Public ou privé, le choix ne se pose pas réellement
Adil, cadre supérieur de 45 ans, a scolarisé son enfant à la Mission Française. Il ne cesse de geindre: «dès avant la rentrée, on m’a demandé 7000 DH par enfant. Pourtant j’ai la nationalité française. Parfois je me dis que je ferais mieux de m’installer en France, pour éduquer mes enfants, malgré la montée de l’islamophobie. Avec deux SMIC, le niveau de vie est meilleur là-bas qu’ici. Chaque année les prix augmentent, et cela ne s’arrête jamais. En outre, les enfants doivent faire de la musique, du sport, partir en voyage… A chaque fois j’ai l’impression de me faire traire. Si j’avais su, jamais je ne serais rentré». Sa plainte on l’entend dans les cafés proches des papeteries, comme une litanie que beaucoup de pères répètent.
Hanane, 35 ans, divorcée, doit faire face à la rentrée toute seule: «heureusement que mes parents m’aident. Mon fils est scolarisé dans le privé, donc cela a tout de même un certain coût»… Rachid, intellectuel de 38 ans, lui, assène, «C’est presque une publicité pour le célibat, l’adoption ou carrément l’expatriation», tout en se rassurant: «mes enfants étudient dans un bon lycée public. ça va aller je pense. Ok, je dépense beaucoup en cours particuliers. Mais au final, l’école est en faillite partout.» Selon lui, l’école n’est plus en mesure de réaliser sa mission. Preuve selon lui?
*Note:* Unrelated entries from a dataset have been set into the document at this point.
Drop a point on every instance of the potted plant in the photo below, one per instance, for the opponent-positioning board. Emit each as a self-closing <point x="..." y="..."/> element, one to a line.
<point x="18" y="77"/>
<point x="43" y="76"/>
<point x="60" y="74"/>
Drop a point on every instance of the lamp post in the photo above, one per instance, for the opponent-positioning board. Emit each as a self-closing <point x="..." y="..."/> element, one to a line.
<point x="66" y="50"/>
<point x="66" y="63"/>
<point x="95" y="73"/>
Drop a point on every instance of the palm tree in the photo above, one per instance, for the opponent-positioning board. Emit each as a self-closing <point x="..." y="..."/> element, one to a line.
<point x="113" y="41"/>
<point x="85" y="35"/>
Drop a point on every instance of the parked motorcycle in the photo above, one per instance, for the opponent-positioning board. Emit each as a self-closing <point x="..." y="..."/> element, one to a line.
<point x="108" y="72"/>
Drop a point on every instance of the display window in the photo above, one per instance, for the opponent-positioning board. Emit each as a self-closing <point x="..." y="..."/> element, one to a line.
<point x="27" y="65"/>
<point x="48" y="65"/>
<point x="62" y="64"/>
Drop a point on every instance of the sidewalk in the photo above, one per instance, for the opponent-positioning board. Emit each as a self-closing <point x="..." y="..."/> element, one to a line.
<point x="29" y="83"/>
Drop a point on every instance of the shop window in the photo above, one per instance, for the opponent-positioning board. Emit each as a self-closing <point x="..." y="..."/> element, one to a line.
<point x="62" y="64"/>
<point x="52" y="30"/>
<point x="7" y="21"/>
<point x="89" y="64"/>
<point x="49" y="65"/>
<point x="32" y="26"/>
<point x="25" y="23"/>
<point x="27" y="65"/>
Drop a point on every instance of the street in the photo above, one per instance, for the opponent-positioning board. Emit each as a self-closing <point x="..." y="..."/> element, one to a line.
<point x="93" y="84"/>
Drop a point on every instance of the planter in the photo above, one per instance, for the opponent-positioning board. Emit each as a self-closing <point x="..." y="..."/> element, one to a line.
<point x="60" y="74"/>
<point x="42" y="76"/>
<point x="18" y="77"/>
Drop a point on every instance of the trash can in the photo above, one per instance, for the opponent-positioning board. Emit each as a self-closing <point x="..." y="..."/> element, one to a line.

La multiplication des cours particuliers. A moins d’étudier au Lycée Louis Massignon, qui reste inabordable pour sa bourse, son constat est le suivant: «l’école doit apprendre aux élèves à lire, à compter, et à penser. Sauf que cela dépend des enseignants. Les parents, eux, ont pour mission d’éduquer les enfants et non de confier cela à l’école. Ils sont démissionnaires. Plus tôt dans ma vie, j’ai fait le choix de la famille et non de la carrière. Ce qui me permet de consacrer du temps à l’éducation et de l’argent à combler les lacunes de l’école».
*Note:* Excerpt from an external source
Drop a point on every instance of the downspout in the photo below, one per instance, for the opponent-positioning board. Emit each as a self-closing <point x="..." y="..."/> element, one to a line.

Ecole américaine: réservée aux patrons?
Changement de décors dans les écoles anglo-saxonnes. Les espaces sont grands, aérés, loin des impressions de prisons à ciel ouvert des écoles publiques, avec des cours de sports et des espaces verts. ça sent la chlorophylle et les plantes odorantes. Vu les prix pratiqués, ont comprend qu’on a fait le choix de la qualité. Comme si une «super élite» avait vu le jour, trilingue et majoritairement anglophone. On adopte l’enseignement par projets, qui tire un trait d’union entre les différentes disciplines enseignées. La logique est celle de l’enseignement moderne, à la pointe des nouvelles «tendances américaines». Oui, c’est cher, très cher, 100.000 DH par enfant et par an en moyenne. Rares sont les parents qui peuvent se le permettre.
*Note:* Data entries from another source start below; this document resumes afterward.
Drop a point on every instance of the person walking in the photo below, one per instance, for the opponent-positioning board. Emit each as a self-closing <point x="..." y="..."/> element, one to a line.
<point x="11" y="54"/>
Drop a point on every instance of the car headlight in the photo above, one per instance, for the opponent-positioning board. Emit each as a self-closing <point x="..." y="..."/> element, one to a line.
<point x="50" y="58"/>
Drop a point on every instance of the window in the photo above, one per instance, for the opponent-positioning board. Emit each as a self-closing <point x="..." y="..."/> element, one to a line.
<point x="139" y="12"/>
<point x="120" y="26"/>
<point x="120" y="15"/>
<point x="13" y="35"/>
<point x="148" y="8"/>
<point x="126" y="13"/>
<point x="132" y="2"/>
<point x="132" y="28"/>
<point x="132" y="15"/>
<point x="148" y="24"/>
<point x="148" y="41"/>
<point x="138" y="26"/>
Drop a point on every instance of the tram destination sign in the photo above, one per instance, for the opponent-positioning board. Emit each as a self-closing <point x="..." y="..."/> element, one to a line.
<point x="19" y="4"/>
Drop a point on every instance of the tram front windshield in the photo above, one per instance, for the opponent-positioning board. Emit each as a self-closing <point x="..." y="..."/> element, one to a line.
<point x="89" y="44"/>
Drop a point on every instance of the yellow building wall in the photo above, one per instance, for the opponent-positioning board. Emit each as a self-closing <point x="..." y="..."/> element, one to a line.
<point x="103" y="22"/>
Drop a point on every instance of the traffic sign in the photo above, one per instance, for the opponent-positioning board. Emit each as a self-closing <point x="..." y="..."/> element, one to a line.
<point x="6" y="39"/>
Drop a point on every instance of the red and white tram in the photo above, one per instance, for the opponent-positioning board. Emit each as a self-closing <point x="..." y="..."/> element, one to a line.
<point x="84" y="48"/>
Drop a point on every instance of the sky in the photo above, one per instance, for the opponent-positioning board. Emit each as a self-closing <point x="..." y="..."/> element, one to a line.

Houda 36 ans, commente: «l’enseignement traditionnel vise à créer de la hiérarchie. L’enseignement moderne à apprendre une méthodologie, un raisonnement et à dispenser un savoir. Ce qu’on n’est plus en mesure de faire de nos jours. Donc, au lieu d’harmoniser l’enseignement, on crée de la hiérarchie entre les écoles elles mêmes. Les patrons seront à l’école américaine, les cadres supérieurs et moyens à la française, espagnole et italienne, les cadres «ouvrier en col blanc» dans le privé marocain et les ouvriers, sans aucun avenir, dans le public. C’est simpliste, mais cela revient à cela!» Et à chaque étage on paie, pourrait-on ajouter, pour changer la «caste» dans laquelle évoluera son enfant…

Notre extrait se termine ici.